Bodega Bay Coast Guard Station is on the E side of the channel, 0.8 mile above the entrance.
Navigation:
Click the “Map View” button above to see a chart of this harbor.
Bodega Head Light (38°18’01″N., 123°03’14″W.), 110 feet above the water, is shown from a post with a red and white diamond-shaped daymark on the SE end of Bodega Head.
In good weather small boats having local knowledge sometimes use the passage between Bodega Head and Bodega Rock. The passage is unsafe whenever breakers from heavy ground swells reduce the width of the passage. Large breaking waves can occur inside the 30-foot depth contour line NW and SW of Bodega Rock. The safest part of the passage between Bodega Head and Bodega Rock is along the deeper part of the passage. When the width of the passage is reduced by breakers, mariners entering Bodega Bay should pass S of Bodega Harbor Approach Lighted Gong Buoy BA.

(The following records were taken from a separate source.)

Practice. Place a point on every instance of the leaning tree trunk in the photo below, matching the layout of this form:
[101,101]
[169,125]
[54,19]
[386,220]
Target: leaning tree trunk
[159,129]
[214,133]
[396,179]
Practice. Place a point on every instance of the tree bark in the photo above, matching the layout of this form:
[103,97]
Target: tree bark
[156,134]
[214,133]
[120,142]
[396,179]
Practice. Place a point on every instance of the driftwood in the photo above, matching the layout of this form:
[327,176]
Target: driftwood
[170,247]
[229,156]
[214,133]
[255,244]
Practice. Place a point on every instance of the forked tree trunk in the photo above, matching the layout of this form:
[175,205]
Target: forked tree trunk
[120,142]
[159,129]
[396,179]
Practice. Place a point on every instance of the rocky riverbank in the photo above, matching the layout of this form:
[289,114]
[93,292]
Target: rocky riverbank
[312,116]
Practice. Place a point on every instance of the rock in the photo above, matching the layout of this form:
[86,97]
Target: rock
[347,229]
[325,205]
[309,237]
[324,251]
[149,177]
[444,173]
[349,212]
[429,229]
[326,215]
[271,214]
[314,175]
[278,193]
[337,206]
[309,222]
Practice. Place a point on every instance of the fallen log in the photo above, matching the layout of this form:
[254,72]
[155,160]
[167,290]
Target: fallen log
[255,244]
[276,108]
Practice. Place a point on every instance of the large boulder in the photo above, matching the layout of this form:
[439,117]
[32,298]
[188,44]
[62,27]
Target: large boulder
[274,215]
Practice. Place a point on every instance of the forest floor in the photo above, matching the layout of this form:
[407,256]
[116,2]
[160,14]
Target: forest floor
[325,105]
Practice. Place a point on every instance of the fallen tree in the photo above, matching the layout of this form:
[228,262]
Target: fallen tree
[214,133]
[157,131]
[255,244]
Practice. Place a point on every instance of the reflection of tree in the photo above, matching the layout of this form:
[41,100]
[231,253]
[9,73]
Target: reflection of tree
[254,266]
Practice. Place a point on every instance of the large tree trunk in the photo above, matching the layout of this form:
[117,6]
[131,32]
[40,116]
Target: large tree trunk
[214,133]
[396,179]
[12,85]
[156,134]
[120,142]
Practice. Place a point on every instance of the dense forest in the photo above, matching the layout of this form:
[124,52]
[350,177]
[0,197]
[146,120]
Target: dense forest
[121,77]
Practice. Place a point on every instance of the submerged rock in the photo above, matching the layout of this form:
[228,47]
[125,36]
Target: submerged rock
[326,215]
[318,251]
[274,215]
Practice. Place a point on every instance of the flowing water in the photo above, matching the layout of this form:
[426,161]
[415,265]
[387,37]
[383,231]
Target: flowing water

A Federal project provides for a 12-foot channel, protected by entrance jetties, which leads from Bodega Bay to facilities along the N and NE sides of the harbor at the town of Bodega Bay. The channel has a turning basin just inside the entrance, at the N end of the harbor and along the NE side of the harbor. The channel is marked by buoys, daybeacons, and lights; lighted ranges also mark the channel from the entrance to the turning basin at the N end of the harbor.